Rapinò una gioielleria: siracusano sconta 5 anni
Con volto travisato ed armato di pistola, cinque anni fa rapinò una gioielleria in viale Zecchino arraffando un bottino in gioielli del valore complessivo di 74mila euro. E’ divenuta definitiva la condanna per il siracusano Antonino Mauro di 26 anni, che è stato acciuffato dai carabinieri per tradurlo nella casa circondariale di Cavadonna per scontare la pena di 5 anni di reclusione.
Mauro era stato condannato due anni fa dal gup del tribunale di Siracusa, insieme con una coppia che aveva spalleggiato il rapinatore.
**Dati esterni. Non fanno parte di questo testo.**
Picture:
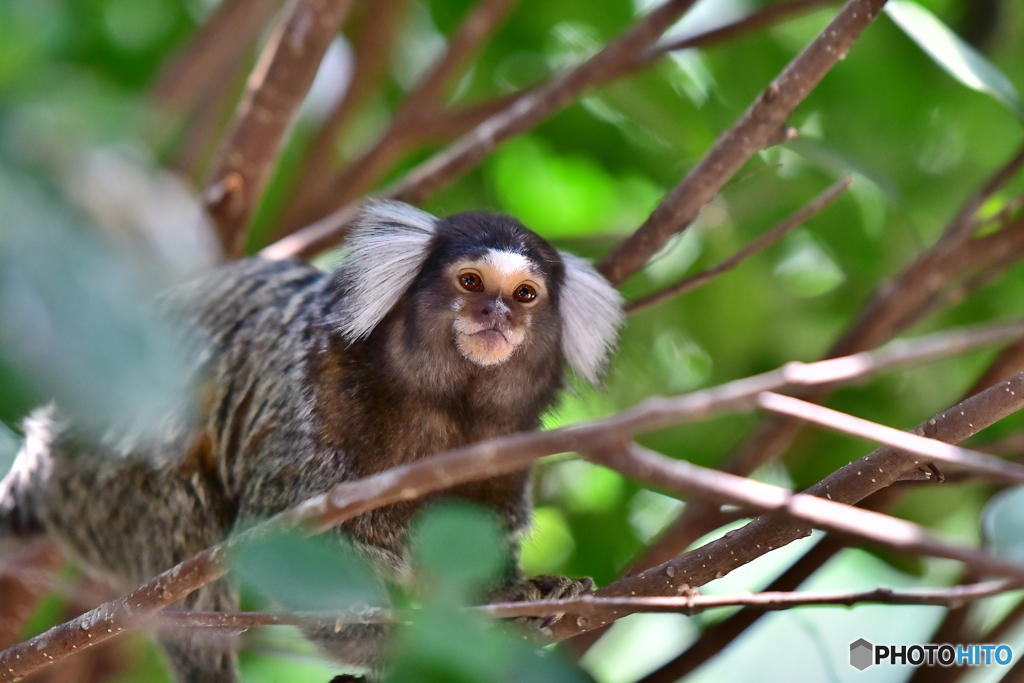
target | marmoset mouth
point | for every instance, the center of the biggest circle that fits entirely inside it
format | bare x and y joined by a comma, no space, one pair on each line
486,344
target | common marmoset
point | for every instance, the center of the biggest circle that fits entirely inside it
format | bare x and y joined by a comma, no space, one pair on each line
433,334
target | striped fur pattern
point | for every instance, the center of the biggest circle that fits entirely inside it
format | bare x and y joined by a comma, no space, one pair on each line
305,379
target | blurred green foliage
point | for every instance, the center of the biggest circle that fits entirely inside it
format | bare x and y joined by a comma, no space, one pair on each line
75,79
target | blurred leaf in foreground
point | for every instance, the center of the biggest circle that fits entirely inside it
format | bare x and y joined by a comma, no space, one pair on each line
315,573
955,56
1003,523
77,319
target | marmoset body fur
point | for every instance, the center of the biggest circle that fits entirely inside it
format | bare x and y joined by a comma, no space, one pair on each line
433,334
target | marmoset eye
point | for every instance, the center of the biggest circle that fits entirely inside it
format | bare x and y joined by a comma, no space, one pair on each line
524,294
471,282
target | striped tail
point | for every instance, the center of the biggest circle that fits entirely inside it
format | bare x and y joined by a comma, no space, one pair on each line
18,517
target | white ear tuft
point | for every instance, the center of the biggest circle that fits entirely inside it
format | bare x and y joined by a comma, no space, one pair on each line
386,250
592,313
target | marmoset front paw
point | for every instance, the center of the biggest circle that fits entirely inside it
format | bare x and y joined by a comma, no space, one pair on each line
545,587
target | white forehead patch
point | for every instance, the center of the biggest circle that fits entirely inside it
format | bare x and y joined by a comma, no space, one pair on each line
509,263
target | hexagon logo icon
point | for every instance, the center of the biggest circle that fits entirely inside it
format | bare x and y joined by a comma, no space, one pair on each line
861,654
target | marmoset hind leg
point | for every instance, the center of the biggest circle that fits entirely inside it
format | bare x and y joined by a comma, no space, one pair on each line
128,519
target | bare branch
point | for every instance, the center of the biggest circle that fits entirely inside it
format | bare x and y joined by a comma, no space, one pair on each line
766,16
492,458
589,604
278,85
471,148
208,60
893,307
756,247
751,134
848,484
415,121
25,578
373,45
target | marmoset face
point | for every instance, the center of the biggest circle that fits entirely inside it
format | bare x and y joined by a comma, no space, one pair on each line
473,290
495,298
487,293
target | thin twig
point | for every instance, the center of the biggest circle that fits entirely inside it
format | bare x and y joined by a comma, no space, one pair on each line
330,229
590,604
889,310
471,148
278,85
493,458
927,447
375,38
208,61
748,136
756,247
416,119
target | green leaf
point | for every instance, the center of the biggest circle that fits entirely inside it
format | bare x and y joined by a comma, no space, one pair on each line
461,545
1003,523
949,51
317,573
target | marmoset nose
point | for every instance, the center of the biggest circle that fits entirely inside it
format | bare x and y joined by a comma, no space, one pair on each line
493,309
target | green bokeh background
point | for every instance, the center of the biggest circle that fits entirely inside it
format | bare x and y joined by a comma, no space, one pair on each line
75,78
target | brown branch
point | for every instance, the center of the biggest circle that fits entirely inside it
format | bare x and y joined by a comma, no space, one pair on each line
414,122
926,447
892,308
751,134
717,637
756,247
25,579
471,148
275,89
952,596
848,484
486,459
208,61
376,38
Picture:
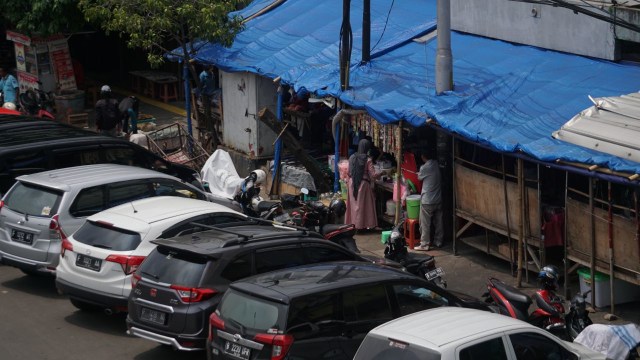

Le indagini sono state eseguite dai poliziotti della squadra mobile che hanno ricostruito la dinamica della rapina ai danni della gioielleria Piccione di viale Zecchino, avvenuta il 4 novembre 2016. Quella sera una giovane coppia, Caniglia e Tringali, si era recata in gioielleria fingendo di mostrarsi interessata all’acquisto di un anello con diamante. Mentre il gioielliere era distratto dai clienti, due persone erano entrate nel negozio armati di una pistola e a volto travisato. Uno di loro, dopo aver picchiato il gioielliere con calci e pugni e averlo colpito al capo con il calcio della pistola, aveva puntato l’arma nei confronti della vittima, costringendola a consegnare loro i gioielli che aveva prelevato dalla cassaforte per mostrarli ai clienti per un valore pari a circa 74mila euro oltre il suo stesso telefono cellulare.
Durante la fuga, il titolare della gioielleria era riuscito ad afferrare il cappuccio della felpa indossata da uno dei due, scoprendone il volto. Le telecamere del sistema di videosorveglianza della gioielleria avevano immortalato i due soggetti e uno di essi era stato ritenuto molto simile a Mauro.
Le analisi biologiche eseguite sul passamontagna avevano evidenziato la presenza del Dna una traccia minima compatibile con quello di Mauro. L’attività di indagine, si è avvalsa delle intercettazioni ambientali e telefoniche, evidenziando un quadro indiziario di responsabilità anche a carico dei due avventori Caniglia e Tringali. Nelle conversazioni Mauro temeva di essere scoperto mentre uno degli indagati confessava il proprio coinvolgimento.